Há mais de 20 anos que ouvimos dizer que a TAP só sobrevive se privatizada. E no entanto o que a vida tem demonstrado é que a dificuldade tem sido fazê-la sobreviver a cada privatização.

Última nota

Há muito na gestão da TAP a melhorar. A TAP não pode ser apenas um Hub entre a Europa e a América. Isso tem importância económica, mas é preciso responder melhor às necessidades nacionais; às ligações às ilhas, aos PALOPs, às comunidades emigrantes, às necessidades da economia nacional e às relações com outros países. Mas o que o plano de reestruturação está a fazer é o exacto oposto – encolher a TAP ao Hub de Lisboa – para facilitar a venda a um grupo que queira usar a rede da TAP. É uma reestruturação para destruir a TAP.

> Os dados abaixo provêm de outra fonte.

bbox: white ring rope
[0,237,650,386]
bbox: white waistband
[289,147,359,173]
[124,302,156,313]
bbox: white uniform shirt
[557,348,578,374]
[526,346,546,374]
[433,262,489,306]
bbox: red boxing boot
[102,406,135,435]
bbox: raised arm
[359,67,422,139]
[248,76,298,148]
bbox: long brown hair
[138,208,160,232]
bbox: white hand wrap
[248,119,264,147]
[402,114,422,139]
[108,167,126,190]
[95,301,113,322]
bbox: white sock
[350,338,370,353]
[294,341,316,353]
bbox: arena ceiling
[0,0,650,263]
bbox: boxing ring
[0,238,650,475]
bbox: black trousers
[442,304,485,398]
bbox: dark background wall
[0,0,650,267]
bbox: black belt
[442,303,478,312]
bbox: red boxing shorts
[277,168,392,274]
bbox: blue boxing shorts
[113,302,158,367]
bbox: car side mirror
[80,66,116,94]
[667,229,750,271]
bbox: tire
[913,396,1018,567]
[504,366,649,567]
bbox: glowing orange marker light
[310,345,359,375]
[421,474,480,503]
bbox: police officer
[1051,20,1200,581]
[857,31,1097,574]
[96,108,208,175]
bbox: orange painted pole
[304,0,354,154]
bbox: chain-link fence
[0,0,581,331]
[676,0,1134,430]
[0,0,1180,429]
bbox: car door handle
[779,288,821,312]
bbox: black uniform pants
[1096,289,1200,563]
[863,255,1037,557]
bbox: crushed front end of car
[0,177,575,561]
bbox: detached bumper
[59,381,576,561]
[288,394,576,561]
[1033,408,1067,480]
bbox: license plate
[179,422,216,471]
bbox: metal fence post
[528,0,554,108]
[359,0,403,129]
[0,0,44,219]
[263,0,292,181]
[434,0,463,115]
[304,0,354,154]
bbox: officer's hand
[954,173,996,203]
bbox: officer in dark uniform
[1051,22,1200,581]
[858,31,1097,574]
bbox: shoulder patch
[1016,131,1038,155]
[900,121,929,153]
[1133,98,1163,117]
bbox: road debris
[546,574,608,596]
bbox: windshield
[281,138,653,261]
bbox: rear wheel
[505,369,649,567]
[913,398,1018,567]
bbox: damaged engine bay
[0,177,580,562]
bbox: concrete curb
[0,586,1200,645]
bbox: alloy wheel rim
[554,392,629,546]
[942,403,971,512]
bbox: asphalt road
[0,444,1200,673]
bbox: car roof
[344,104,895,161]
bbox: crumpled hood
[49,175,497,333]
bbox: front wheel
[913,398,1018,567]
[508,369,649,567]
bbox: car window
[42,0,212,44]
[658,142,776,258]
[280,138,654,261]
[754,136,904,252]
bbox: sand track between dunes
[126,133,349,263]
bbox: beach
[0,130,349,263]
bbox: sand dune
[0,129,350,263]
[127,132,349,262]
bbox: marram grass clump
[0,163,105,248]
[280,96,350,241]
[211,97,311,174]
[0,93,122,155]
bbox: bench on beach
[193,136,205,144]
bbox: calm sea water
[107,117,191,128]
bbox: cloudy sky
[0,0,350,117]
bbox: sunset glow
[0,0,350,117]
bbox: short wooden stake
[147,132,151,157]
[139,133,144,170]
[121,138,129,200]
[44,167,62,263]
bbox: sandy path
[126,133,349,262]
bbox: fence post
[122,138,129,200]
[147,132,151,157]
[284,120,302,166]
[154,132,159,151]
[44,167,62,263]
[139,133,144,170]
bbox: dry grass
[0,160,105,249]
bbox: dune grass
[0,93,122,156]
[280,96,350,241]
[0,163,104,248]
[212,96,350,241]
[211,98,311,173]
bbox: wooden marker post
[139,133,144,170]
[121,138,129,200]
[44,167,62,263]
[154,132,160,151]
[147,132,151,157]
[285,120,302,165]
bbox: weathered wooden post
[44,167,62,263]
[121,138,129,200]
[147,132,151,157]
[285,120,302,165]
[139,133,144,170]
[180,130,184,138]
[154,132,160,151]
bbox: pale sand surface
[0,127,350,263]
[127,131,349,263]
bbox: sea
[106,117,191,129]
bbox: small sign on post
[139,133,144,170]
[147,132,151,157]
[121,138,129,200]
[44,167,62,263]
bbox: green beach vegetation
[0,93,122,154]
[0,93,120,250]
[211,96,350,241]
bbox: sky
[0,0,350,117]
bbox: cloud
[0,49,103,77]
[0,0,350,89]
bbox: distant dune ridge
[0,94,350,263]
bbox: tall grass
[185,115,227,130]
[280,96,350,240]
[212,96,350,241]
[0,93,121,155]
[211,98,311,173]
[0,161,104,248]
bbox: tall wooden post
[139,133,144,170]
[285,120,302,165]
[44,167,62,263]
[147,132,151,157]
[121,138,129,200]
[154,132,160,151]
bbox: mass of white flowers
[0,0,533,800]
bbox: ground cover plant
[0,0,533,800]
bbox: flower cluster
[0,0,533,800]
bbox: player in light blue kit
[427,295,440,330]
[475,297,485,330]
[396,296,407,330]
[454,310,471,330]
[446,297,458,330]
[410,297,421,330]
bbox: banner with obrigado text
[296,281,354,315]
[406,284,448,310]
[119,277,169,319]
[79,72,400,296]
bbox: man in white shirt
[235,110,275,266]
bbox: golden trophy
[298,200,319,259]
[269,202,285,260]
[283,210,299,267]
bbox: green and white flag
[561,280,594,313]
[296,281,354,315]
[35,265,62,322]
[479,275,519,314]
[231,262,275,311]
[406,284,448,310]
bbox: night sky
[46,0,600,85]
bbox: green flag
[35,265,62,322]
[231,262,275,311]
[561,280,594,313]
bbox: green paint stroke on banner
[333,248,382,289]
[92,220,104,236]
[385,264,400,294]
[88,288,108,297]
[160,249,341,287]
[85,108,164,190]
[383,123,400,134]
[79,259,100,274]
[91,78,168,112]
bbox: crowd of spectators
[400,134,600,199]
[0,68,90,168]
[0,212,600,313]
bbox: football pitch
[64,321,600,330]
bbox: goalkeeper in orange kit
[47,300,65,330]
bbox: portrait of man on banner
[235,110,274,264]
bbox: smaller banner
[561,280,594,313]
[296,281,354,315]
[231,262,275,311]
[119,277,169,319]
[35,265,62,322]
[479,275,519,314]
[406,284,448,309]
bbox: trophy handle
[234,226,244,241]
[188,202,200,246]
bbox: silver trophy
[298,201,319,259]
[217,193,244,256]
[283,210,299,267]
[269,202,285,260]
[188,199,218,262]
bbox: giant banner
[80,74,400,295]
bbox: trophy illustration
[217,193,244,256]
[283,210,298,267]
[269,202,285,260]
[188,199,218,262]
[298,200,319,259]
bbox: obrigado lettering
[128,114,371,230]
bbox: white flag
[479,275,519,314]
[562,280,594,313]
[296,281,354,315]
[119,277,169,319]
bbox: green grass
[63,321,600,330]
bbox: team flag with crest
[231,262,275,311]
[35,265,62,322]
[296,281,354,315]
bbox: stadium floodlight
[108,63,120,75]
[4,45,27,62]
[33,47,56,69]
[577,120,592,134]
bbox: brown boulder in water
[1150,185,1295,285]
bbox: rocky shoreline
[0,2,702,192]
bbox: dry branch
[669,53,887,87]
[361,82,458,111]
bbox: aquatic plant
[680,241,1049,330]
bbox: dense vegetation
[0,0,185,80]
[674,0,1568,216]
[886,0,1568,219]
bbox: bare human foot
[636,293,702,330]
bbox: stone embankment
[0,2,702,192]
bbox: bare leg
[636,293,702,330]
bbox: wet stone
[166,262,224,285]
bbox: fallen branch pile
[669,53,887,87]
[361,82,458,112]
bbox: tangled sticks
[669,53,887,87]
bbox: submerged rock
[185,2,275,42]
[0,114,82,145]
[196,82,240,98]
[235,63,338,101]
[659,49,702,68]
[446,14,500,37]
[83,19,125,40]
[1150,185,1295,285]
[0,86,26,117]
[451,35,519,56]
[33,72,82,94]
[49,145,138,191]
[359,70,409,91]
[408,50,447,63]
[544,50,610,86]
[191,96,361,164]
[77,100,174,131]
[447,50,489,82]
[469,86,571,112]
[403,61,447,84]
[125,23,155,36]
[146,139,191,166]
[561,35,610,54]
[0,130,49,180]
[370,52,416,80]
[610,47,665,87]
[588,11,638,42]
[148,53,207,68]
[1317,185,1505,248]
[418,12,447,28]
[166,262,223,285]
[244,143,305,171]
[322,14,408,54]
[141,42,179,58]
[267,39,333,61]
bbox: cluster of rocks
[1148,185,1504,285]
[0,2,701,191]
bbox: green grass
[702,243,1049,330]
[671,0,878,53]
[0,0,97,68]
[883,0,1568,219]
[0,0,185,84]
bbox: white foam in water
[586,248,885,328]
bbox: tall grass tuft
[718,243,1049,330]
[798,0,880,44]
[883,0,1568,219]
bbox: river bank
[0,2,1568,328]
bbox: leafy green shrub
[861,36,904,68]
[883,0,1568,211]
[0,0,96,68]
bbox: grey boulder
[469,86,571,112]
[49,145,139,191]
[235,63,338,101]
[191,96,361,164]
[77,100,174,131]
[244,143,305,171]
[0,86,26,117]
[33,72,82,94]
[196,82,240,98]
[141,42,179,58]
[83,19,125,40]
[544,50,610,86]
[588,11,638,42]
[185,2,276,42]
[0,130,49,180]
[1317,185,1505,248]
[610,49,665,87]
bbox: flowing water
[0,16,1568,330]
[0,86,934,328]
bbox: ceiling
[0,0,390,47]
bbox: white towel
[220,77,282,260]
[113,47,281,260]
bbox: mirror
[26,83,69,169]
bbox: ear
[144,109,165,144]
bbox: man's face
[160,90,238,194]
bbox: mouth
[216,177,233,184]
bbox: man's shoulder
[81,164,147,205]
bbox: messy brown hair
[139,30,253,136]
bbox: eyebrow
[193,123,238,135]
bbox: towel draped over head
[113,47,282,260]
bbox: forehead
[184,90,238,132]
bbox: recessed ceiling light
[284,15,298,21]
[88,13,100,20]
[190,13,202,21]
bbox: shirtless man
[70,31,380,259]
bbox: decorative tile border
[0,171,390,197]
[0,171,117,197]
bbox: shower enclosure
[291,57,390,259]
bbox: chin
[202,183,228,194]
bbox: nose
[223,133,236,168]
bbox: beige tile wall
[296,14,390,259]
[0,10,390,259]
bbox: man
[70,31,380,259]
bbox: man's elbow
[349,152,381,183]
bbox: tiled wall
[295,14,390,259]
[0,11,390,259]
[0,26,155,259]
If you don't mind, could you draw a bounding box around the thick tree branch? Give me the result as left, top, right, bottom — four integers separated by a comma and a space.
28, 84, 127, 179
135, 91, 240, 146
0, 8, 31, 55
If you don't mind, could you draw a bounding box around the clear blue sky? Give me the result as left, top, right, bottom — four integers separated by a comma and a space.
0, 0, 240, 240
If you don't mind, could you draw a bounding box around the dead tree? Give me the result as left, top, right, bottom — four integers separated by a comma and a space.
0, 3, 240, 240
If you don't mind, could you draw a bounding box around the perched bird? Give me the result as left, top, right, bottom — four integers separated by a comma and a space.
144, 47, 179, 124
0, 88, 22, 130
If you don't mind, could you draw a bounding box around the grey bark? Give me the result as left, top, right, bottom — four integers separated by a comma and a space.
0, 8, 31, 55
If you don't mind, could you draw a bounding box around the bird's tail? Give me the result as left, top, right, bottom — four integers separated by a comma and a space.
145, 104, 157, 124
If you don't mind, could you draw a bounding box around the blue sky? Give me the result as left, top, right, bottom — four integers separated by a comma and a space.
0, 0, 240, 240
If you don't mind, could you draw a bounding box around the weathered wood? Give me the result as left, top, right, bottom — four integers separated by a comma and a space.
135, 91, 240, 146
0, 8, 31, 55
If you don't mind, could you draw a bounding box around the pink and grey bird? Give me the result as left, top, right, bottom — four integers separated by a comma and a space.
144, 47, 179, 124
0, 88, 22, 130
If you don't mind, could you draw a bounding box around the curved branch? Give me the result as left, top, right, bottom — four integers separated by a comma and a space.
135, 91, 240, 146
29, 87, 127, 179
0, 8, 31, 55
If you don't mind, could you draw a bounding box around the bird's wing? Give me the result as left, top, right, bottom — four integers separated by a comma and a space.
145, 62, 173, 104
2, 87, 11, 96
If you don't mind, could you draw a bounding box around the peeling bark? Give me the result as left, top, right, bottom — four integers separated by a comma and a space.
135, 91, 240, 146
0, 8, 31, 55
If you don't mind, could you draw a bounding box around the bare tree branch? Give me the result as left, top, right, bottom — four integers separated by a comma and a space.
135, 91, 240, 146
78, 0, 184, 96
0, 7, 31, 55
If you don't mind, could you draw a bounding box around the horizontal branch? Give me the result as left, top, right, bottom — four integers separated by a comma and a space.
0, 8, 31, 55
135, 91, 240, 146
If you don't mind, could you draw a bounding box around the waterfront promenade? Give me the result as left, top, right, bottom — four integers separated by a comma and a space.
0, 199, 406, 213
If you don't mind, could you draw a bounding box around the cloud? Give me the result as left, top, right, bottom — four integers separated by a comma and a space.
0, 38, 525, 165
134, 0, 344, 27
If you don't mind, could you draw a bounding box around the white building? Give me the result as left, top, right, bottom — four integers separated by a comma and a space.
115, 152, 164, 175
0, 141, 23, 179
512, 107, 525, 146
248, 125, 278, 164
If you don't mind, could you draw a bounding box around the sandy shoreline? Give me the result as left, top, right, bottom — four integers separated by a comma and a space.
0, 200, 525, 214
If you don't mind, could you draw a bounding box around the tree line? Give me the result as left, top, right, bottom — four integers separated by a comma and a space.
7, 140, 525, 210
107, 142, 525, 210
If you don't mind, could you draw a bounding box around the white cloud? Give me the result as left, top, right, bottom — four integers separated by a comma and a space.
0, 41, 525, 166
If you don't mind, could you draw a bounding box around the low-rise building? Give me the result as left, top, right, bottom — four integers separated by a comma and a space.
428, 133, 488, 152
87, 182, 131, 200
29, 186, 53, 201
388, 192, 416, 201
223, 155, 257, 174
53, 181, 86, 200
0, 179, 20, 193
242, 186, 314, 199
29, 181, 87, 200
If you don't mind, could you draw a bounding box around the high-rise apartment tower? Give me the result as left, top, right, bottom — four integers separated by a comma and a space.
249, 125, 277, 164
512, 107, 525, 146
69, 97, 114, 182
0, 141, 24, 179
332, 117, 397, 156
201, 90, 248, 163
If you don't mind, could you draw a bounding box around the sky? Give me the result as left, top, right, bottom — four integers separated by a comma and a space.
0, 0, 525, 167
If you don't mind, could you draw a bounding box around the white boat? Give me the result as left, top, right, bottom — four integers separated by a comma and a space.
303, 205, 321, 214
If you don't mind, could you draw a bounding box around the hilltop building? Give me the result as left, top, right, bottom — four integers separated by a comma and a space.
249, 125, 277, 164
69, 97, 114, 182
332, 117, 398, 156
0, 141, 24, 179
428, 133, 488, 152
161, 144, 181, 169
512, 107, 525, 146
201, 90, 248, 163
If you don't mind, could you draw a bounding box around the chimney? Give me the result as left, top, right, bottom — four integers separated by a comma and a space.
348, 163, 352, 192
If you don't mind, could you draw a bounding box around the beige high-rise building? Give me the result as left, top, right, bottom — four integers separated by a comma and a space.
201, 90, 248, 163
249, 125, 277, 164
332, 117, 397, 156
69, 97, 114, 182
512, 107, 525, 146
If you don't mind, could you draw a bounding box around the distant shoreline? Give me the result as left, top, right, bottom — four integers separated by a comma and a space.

1Sem ter a pretensão de esgotar o tema. Não falaremos da negociata LAR/BES/Portugália, nem da separação TAP/ANA, nem do Project Rise, nem...

2Mas quando o PCP colocou a necessidade, em Março de 2020, de agir de imediato para salvar a TAP e a SPDH, a proposta foi chumbada.

3A Comunicação Social valorizava então esses recordes de passageiros transportados (para valorizar a privatização). Só os trabalhadores e o PCP alertavam para que a empresa estava mais a inchar que a crescer, e apontavam os erros da gestão privada.